Lawmakers from both parties, both chambers and the governor all have plans for tax cuts in 2016.

“I sense a general optimism that there is going to be a tax bill,” said Senate Taxes Committee Chair Rod Skoe, DFL-Clearbrook. “But, as always, it’s the issue of what’s in it.”

Skoe said the Senate Democratic-Farmer-Labor majority would prefer “smaller, incremental changes” and one-time tax breaks over the “large, permanent tax changes proposed by the House.” But Skoe did say the Senate wants some permanent tax relief, including a cut to the state’s business property tax that’s also a top priority for Republicans.

“The bottom line is that Minnesotans have been overtaxed and we need to look at some permanent relief,” said House Majority Leader Joyce Peppin, R-Rogers.

House Speaker Kurt Daudt, R-Crown, said Republicans’ overall tax cut plan would balance breaks for individual taxpayers breaks for businesses, particularly small businesses.

Dayton, like some other DFLers, has focused his tax cut proposals on earned income tax credits and child care tax credits.

PROPOSED SPENDING, DECISION MAKERS

Dayton on Thursday reiterated his long-standing goal to have the state spend more money on education programs, particularly pre-kindergarten programs. When asked, he declined to say how much he believes should be spent. But he reiterated that lawmakers had better provide money for education if they want him to sign a tax cut bill.

The governor did, however, put a fine point on his plan to improve Internet access to rural areas. He wants lawmakers to approve $100 million in new broadband funding to bring higher-speed Internet access to rural areas. That would be a tenfold increase over spending approved this year.

Republican legislative leaders did not reject those proposals, but they didn’t warm to them, either.

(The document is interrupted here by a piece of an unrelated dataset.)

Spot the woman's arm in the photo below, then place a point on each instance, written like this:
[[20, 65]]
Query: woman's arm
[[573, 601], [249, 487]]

“We’re not proposing any spending increases at this moment in time,” Daudt said. “It’s not that we’re necessarily against any of them; we are just going to take some time and analyze them before the next session.”

PROPOSED SPENDING, ADVOCACY GROUPS

News of the surplus Thursday spurred interest groups to clamor for a share of the money.

The Coalition of Greater Minnesota Cities said $45.5 million of the money should go to increasing legislative assistance to cities — an “investment” that Le Sueur Mayor Robert Broeder said would lead to “better roads, safer neighborhoods and stronger businesses.”

A union representing University of Minnesota faculty held a midday rally calling for the “surplus to be invested in education … not short-sighted tax giveaways.” Higher Education Commissioner Larry Pogemiller and several DFL lawmakers also spoke at the rally.

And the industry that serves older adults and Minnesotans with disabilities would also like to benefit from the state’s good fortunes.

“Finding and retaining caregivers is now a crisis across the state,” said Bruce Nelson, CEO of disability provider association ARRM.

Nelson said that groups working with those populations will ask lawmakers for about $90 million to fund wage and compensation increases for about 91,000 caregivers. Bipartisan legislative leaders are already supporting that proposal.

WHAT’S NEXT?

By Jan. 15, Dayton has to propose a bonding bill — a proposal to borrow money to pay for capital projects around the state. On Thursday, he predicted he’d propose $850 million to $1 billion in borrowed money. Because the state’s debt costs have shrunk over the past year while its revenue has increased, even a billion-dollar bonding bill would still be below the amount of debt Minnesota can afford with its current budget.

Thursday’s forecast isn’t the final word. Before lawmakers convene in March, the state’s experts will put out an updated forecast. It’s this figure, with several extra months of data, that will serve as the basis for taxing and spending decisions next year.